Looking ahead, Michigan is 22nd in economic outlook, while Nebraska ranks ten places lower at 32nd. Neither ranking is best or worst, but for Michigan it would be a marked improvement, and for Nebraska, a serious setback.
This is not the first year the ranking cast doubts on Nebraska. Since 2009, ALEC has ranked Nebraska no higher than 29th on the outlook index. How can it be that our future is considered less bright than a state that until very recently had double-digit unemployment and still faces many serious challenges?
The answer may be found in how Michigan responded to adversity. While Nebraska has also experienced a net out-migration of domestic residents in recent years, Michigan’s population and income losses were so dramatic that the state could no longer rest on its laurels.
The recession forced changes to tax policies that impact investment and growth. Lawmakers ended a harmful business tax that had to be paid even when enterprises lost money. The reform built consensus around eliminating many tax incentives and implementing a flat corporate tax rate that is lower than in most states.
Michigan took action to phase out personal property tax on business equipment. In the 90s, the state replaced its inheritance tax with an estate tax and then eliminated the estate tax in recent years. Michigan also began to unwind its many occupational licensing barriers, and continues to do so.
Nebraska, meanwhile, has a sharply progressive income tax system with rates that are higher than most states, and for which major corporations demand incentives. The state still allows personal property tax, remains one of a few states levying inheritance tax, and is also among the most cumbersome for job licensing.

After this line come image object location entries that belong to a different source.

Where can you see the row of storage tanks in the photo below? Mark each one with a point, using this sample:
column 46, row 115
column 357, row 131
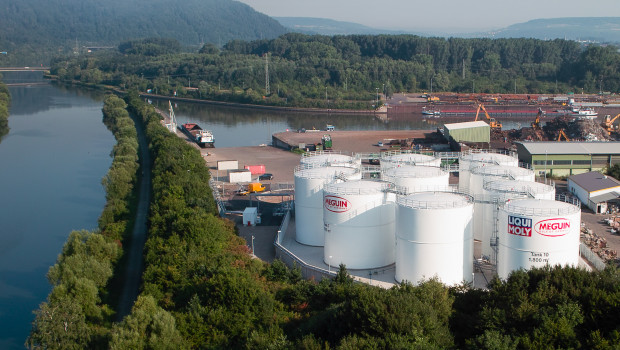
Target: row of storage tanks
column 414, row 219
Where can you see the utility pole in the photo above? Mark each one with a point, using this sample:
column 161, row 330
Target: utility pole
column 267, row 73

The relative size of government payrolls each state needs to fund are also a factor. For every 10,000 Michiganders, about 441 works for government, while 630 of every 10,000 Nebraskans collect paychecks paid with tax dollars.
These costs and trade-offs add more bricks to the barriers to growth. Since 1992, out-migration has caused $3 billion of annual adjusted gross income, and the people who created it, to leave Nebraska.
The work of removing these barriers will be the subject of a new Platte Institute policy brief series based on research by Dr. Russell Sobel, Professor of Economics and Entrepreneurship at The Citadel. Dr. Sobel’s work analyzes the policy approaches of Nebraska’s competitors: states where Nebraskans move and take jobs and income with them.
Nebraska and Michigan are not competitors in that sense. But the two are losing out to similar states, making the comparison even more valuable.
Michigan is no tax haven, nor does it have a tradition of limited government. It’s not one of the states without income or sales tax, and it doesn’t spend like one either. Before the recession, Michigan spent more on schools per pupil than Nebraska.
Instead, Michigan provides a good example of the changes a higher-tax Midwestern state has to make to return to growth when its policies no longer benefit enough of its citizens. Though the Nebraska Legislature is now entering the interim, when it comes to securing the state’s future, there’s no shortage of work to be done.